I'm wondering if you're talking about the other FB group that isn't associated with FDMB?

But like Sienne said, 200 is a guideline for those starting and more of a way to prompt caregivers to be extra vigilant with testing if/when they shoot and also to post for help. The number goes down as you gather more data and experience.

We try to shoot low to stay low. A cycle where you shoot a lower number tends to be flatter with Lantus/Levemir.
 
Is there still any explanation for why she has higher numbers on insulin then before treatment?
I can think of a couple of possible explanations. First is that a cat’s body gets used to higher numbers and builds up a bit of resistance called glucose toxicity. Name is scarier than it is, it just means giving more insulin to get over the resistance it takes surprisingly little time for that resistance to build. A week in higher numbers will do it.

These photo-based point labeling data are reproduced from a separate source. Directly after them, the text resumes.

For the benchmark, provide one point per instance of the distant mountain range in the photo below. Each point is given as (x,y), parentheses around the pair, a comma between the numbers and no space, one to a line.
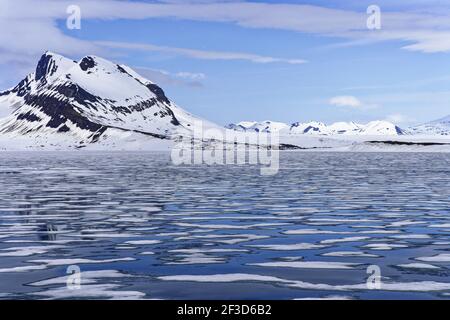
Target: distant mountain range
(374,128)
(94,101)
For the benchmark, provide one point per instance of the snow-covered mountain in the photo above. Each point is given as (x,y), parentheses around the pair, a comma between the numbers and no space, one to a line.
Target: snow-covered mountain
(437,127)
(375,128)
(87,99)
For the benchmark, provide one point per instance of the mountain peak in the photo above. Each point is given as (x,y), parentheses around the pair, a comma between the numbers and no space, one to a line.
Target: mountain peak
(52,64)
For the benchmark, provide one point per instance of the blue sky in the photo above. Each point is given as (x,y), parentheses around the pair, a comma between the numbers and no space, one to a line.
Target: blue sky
(230,61)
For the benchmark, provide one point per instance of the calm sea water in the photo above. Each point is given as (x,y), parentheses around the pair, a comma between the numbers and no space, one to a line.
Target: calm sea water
(140,228)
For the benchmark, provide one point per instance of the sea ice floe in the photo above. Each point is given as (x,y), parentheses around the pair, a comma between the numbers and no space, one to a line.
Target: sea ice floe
(404,223)
(86,277)
(411,236)
(420,286)
(142,242)
(197,258)
(384,246)
(228,226)
(26,251)
(99,291)
(443,225)
(313,231)
(308,264)
(62,262)
(349,254)
(225,238)
(23,268)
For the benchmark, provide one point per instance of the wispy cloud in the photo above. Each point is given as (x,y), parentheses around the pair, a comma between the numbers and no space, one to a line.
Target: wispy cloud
(33,29)
(398,118)
(197,54)
(350,102)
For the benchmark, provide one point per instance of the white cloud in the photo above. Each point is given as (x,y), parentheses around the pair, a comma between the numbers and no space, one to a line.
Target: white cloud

A second possibility is that Sadie, like many cats, is going lower at night. Her body then reacts to lower numbers than she is used to and bouncing and you are seeing those temporary higher numbers during the day. You can only determine if this is happening by getting a before bed test every night.
I don't feel comfortable removing her dry food. I think she enjoys it as a tasty treat and she won't eat freeze dried treats
Keep trying other freeze dried treats, there are many flavours and formats out there. Some like the jerky or dehydrated format. Freeze dried turkey heart pieces are a hit here, so were freeze dried quail necks when I could get them. Dry food can be a major impediment to regulation.
 
Ok, thank you. I don't feel comfortable removing her dry food. I think she enjoys it as a tasty treat and she won't eat freeze dried treats so I don't want to take away something she enjoys so I'll just stay the course with SLGS.
Have you tried the Orijen FD treats? My kitties all like FD treats but they go absolutely nuts for these. I've heard many cats like these when they don't like others. They are pricier than others, but the dog version are the same but a bit larger, and more economical, I get those and break them up.
If my guys are being fussy they get a sprinkle of a FD treat on their food and they eat it the whole dish up. Felix, my civie, loves a FD garnish on all his food (I created a monster:joyful:)

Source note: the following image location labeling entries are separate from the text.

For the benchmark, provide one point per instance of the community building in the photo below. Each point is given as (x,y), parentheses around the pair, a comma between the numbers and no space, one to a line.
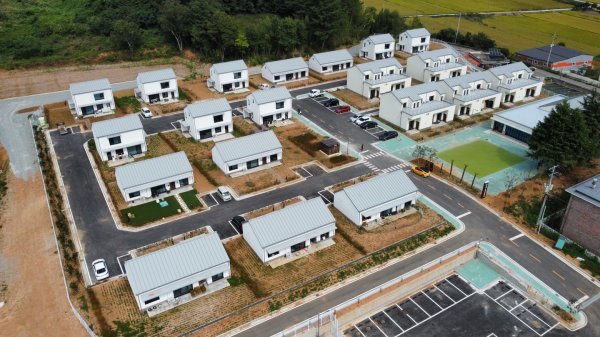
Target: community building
(378,47)
(416,108)
(257,151)
(166,277)
(156,86)
(266,106)
(331,62)
(414,40)
(285,70)
(91,97)
(556,57)
(581,222)
(435,65)
(155,177)
(119,138)
(289,230)
(228,76)
(377,198)
(377,77)
(207,119)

I know you are reluctant to take away the dry all together.
How about this as an option.
If you temporarily got rid of the dry, that would allow you to follow TR, and raise the dose more quickly till you started seeing better numbers. Once you got to a better place with the numbers, if you still felt you wanted to continue with feeding her some dry, you could swap back to SLGS. But at least then you would have got her out of the red and black.


I really feel for you, I know how hard it is to see all that red and black on the SS, so just trying to think outside the box to see if there is a way to get you back on track a little quicker.
 
Hi and welcome. I haven’t posted on your thread before.
I know how disheartening it can be to see high numbers but hang in there. Things will get better. Once you get closer to the best dose you will see better numbers.
You are getting lots of really good advice from experienced people.
I really like @Gill & George idea of temporarily stopping the dry so you can do TR for a time to get the dose up quicker.
Is there another suitable food you could add while you take out the dry to keep Sadie’s interest.
It’s certainly an option worth thinking about.